UEFA has released the 11th edition of the European Club Footballing Landscape report, its annual club licensing benchmarking report on European club football.
The latest report details that the 2018 financial year was the second consecutive year of overall profitability for European top-division club football – a significant turnaround compared with the €5bn of losses that were recorded in just three years at the turn of the decade before UEFA’s Financial Fair Play regulations were introduced.
In the foreword to the report, UEFA President Aleksander Ceferin said: “As financial performance has improved, clubs’ financial position has become significantly healthier, with net assets increasing from less than €2bn to more than €9bn in the space of a decade, a testament to the success of UEFA’s Financial Fair Play regulations, the stable European football ecosystem and sustained and sensible investment.”

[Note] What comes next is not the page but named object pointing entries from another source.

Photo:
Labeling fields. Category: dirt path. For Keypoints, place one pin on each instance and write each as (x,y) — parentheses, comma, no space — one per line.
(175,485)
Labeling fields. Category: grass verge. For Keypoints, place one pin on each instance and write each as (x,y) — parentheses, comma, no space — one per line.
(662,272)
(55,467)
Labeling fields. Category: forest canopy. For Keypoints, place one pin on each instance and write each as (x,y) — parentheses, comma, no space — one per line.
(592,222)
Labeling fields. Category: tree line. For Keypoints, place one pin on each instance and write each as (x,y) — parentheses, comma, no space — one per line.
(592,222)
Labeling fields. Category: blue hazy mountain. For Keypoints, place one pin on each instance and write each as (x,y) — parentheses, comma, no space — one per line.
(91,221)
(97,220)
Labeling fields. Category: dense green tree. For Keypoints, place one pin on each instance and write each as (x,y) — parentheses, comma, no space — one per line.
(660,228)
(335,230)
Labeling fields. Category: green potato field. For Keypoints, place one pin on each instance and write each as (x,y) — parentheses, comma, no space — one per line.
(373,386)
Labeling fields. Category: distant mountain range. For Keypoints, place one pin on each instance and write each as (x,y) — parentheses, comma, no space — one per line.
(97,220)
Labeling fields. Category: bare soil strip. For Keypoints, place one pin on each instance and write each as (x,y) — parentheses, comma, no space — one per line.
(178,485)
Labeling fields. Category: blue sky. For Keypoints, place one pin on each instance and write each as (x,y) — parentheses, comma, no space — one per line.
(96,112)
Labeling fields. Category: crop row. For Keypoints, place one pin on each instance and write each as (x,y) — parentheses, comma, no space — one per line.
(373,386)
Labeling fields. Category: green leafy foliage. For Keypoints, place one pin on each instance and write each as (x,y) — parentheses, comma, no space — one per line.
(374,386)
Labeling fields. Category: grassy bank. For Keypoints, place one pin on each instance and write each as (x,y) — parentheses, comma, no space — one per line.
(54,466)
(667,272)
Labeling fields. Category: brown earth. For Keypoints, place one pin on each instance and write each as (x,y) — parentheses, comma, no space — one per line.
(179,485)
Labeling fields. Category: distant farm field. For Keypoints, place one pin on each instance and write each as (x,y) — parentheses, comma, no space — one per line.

This year’s report once again presents a panoramic picture of European football, and this year, for the first time, it includes a profile of women’s domestic football, as well as some initial findings from a wide-ranging study covering more than 900 club training facilities. This supplements the standard chapters on club ownership, stadium infrastructure, supporters, sponsorship, and league and cup competitions, as well as the usual detailed analysis of financial matters.
The report focuses on how the stable European football ecosystem, aided by sensible regulation, has helped club football to 20 consecutive years of revenue growth. In fact, top division European club revenues increased in total from €20bn to €21bn in 2018.
But it also points out that revenues continue to concentrate, with the share of revenues generated by ‘big 5’ leagues reaching a record high of 75%. Preliminary reporting from 2019 indicates that, for the first time, the top 30 clubs will be responsible for more than half of all top division club revenues. On the other side of equation, the wage bill of the 98 ‘big 5’ clubs increased by more than €1bn, representing 88% of all wage growth, and these clubs were responsible for 85% of gross transfer spending and 75% of top division transfer earnings.
Aleksander Ceferin said: “The report highlights a number of threats to continued European football stability and success. These include the risks of globalisation-fuelled revenue polarisation, of a fragmenting media landscape and of cases of overdependence on transfer activity revenue. The report also shows that European club football is strong, united and resilient, and I am certain that European football can and will overcome these challenges and others just as successfully as we dealt with the threat of spiralling losses in the recent past.”
Other key findings in the report include:
- Average domestic top division league attendances reached a record high in 2018/19 with 105 million spectators in total. Improving stadium infrastructure led to a healthy 8% increase in ticketing revenues.
- On the back of the exceptional TV-driven profits reported last year, wages increased at a faster rate (9.4%) in 2018. The wage growth was principally driven by clubs in the wealthiest leagues and the main KPI, the wages to revenue ratio, now stands at 64%.
- For the first time women’s football is joining men’s football under the UEFA club licensing regime. The base of women’s club football is expanding fast with 52 top-tier leagues comprising on average 9.3 clubs, compared to 12.3 clubs for the equivalent men’s leagues.
- 80% of clubs reported a major investment in training facilities over the last five years. These investments exceeded €1m for one in three of these clubs. Solidarity payments made as part of UEFA’s HatTrick programme are commonly mentioned as a source of funding when it comes to financing improvements.
- Football has a uniquely broad appeal, with only the retail (17%) and gambling (13%) sector adorning more than 10% of club shirts.
- European football increasingly has a wide international appeal with 150 foreign shirt sponsors including 36 Asian and 19 North American companies.